Le musée du Louvre regorge de trésors. Parmi eux se trouve une toile du peintre Georges de La Tour : Le tricheur à l’as de carreau. Cette œuvre porte bien son nom puisqu’elle nous donne à voir un courtisan sur le point de perdre sa partie de jeu à cause… de la tricherie des autres joueurs ! Découvrons ensemble les multiples secrets que cache ce tableau.

Le chef d’oeuvre d’un artiste oublié

Le joueur de tennis Pierre Henri Landry, Paris, janvier 1927

     En 1926, un joueur de tennis du nom de Pierre Landry achète chez un antiquaire de l’île Saint Louis la toile d’un artiste inconnu à l’époque : le Tricheur à l’as de carreau de Georges de La Tour. C’est l’historien de l’art Hermann Voss qui rétablit la notoriété de ce peintre qui fut l’un des plus populaires de son temps.

     Alors qu’il est issu d’une famille de boulangers lorrains, Georges de la Tour décide de suivre des études d’art. Protégé par le duc de Lorraine, sa vie est celle d’un noble fortuné. Grâce à lui, il bénéficie de nombreux privilèges, comme par exemple d’être exempté d’impôts ! Mais le peintre est ambitieux et rêve de faire carrière à la Cour.

     C’est ainsi que Georges de La Tour devient en 1639 le peintre ordinaire du roi Louis XIII. C’est d’ailleurs à cette époque qu’il commence à signer ses toiles, comme le désormais fameux Tricheur à l’as de carreau. Ce statut est un véritable tremplin pour sa carrière. Son succès est tel que la Cour s’arrache ses toiles. Louis XIII va même jusqu’à lui accorder un appartement au sein du palais du Louvre !

Saint Jude Thaddée - Georges de La Tour, vers 1620

La sombre histoire cachée derrière le tableau

Le tricheur à l'as de carreau, Georges de La Tour - vers 1635

     Cette toile nous raconte une sombre histoire : un jeune noble naïf va se faire plumer par des tricheurs aguerris… Le crime se déroule lors d’une partie de jeu, activité alors très populaire au sein de la noblesse française. L’enjeu est important : vous pouvez voir les pièces d’or posées sur la table.

Le tricheur à l'as de carreau - les pièces d'or - détail d'un tableau de Georges de La Tour

     Au centre de l’œuvre se trouve une courtisane richement parée qui a probablement entraîné le jeune noble dans cette partie. Elle regarde du coin de l’œil la servante en train de servir du vin. La direction de sa main droite amène naturellement le regard du spectateur vers l’homme qui se trouve à la gauche du tableau. Vous l’avez peut-être identifié : c’est lui le tricheur ! Moins bien habillé que les autres, ce personnage a caché deux as dans sa ceinture et est en train de tirer l’as de carreau pour l’introduire dans son jeu afin de s’assurer la victoire.

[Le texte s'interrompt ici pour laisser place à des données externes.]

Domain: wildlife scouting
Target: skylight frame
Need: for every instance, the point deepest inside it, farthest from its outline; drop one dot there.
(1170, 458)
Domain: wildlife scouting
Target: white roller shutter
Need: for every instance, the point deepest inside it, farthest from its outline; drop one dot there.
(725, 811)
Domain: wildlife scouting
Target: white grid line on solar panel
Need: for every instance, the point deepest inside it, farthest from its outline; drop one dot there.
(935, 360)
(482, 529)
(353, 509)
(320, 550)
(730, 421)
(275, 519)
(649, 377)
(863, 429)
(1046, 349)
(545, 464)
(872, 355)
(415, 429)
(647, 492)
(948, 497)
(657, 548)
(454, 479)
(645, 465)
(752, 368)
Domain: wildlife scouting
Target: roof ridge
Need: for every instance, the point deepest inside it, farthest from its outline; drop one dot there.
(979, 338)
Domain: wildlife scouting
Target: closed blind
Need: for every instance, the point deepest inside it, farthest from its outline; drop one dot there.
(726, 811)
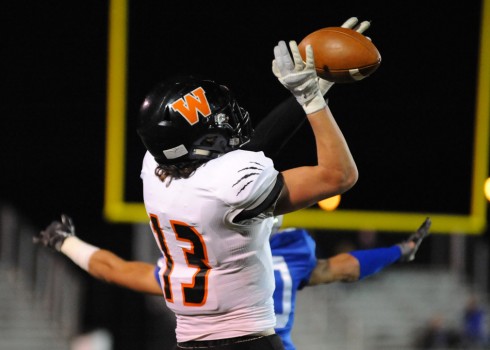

     Venons-en au dernier personnage de la scène situé à droite de la composition : le jeune naïf. Par sa tenue richement ornée, nous comprenons immédiatement que ce jeune noble fortuné est le dindon de la farce qui se joue. La composition du tableau fait apparaître son isolement face à ceux qui ont décidé de le détrousser : alors que les trois autres personnages forment un groupe uni et solidaire (vous pouvez observer les détails de superposition entre les trois participants, comme la main de la servante), la victime, elle, est totalement détachée des autres personnages. Cet isolement est encore renforcé par son attitude, entièrement tournée vers son jeu.

Le tricheur à l'as de carreau - la superpostion des personnages - détail d'un tableau de Georges de La Tour

     La scène qui se joue est accentuée par les jeux de regards. Le naïf est le seul personnage qui semble absorbé par le jeu. La courtisane, elle, arbore un air méfiant et regarde en biais la servante. Les historiens de l’art ont longtemps débattu sur la position de la courtisane : a-t-elle des soupçons de tricherie envers les autres personnages ? ou est-ce un regard complice incitant la servante à servir une coupe de vin au jeune noble pour troubler encore plus sa perception ?  Les historiens semblent toutefois pencher en majorité vers cette deuxième hypothèse

Le tricheur à l'as de carreau - la courtisane - détail d'un tableau de Georges de La Tour

     La position de la servante, elle, ne fait aucun doute. Son regard est directement tourné vers la victime : elle le surveille de sorte qu’il ne s’aperçoive de rien. Enfin, le tricheur est le seul personnage à regarder vers le spectateur et semble lui montrer directement son jeu, le rendant ainsi complice de son crime.

Le tricheur à l'as de carreau - le naïf - détail d'un tableau de Georges de La Tour

Le tricheur à l’as de carreau, un plagiat ?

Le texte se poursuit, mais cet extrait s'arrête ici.